Whilst studying American kinship, Schneider emphasized that in American culture, although the father and mother do not share the same biogenetics, they are both linked by the child (Schneider, 1964;392). Wallace further demonstrates this by noticing that Schneider does not consider genealogical preferences in regards to cousin marriages (Kuper, 1999;139) However Kuper also suggest that there is a case in America where long lost relatives are sought after, whereby there is not nurturing connection at all just an awareness that they are genealogically connected gives them the importance to look to them and establish a relationship with them (Kuper, 1999;138).

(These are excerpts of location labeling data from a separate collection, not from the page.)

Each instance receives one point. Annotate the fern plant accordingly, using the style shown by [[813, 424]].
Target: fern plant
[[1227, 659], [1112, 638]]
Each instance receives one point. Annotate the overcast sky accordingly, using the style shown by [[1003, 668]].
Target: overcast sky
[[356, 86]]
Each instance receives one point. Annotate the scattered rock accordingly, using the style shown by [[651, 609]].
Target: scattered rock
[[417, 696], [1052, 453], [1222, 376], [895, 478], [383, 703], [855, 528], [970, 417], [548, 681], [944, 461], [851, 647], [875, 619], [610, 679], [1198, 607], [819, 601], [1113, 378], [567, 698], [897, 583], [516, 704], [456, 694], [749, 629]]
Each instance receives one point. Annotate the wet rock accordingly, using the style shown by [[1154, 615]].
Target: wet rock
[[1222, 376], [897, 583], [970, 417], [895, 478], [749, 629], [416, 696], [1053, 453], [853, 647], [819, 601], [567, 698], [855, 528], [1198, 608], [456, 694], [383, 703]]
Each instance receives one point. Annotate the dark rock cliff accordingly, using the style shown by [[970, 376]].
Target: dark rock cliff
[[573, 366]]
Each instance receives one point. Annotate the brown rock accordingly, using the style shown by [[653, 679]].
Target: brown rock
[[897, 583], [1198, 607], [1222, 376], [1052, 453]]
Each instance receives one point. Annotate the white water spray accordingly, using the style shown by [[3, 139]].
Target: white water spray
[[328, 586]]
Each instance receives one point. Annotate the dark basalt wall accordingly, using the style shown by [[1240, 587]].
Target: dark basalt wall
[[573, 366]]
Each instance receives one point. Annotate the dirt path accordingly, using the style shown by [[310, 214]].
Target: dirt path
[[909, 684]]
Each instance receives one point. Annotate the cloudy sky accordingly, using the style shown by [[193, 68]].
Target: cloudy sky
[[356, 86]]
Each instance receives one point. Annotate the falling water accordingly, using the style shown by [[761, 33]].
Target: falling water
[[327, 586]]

However, Schneider’s inclination towards the cultural strata of kinship maybe due to his disruptive childhood and therefore may have caused bias in his analytical approach to kinship (Kuper, 1999;132) Additionally, culture itself is a western construct (Kuper, 145) thus to think of kinship in reference to cultural relatedness also implies western-euro presumptions on other societies. Furthermore, with Schneider’s and other symbolic interactionists’ focus on kinship definitions could neglect the working the actual kinship systems (Kuper, 149)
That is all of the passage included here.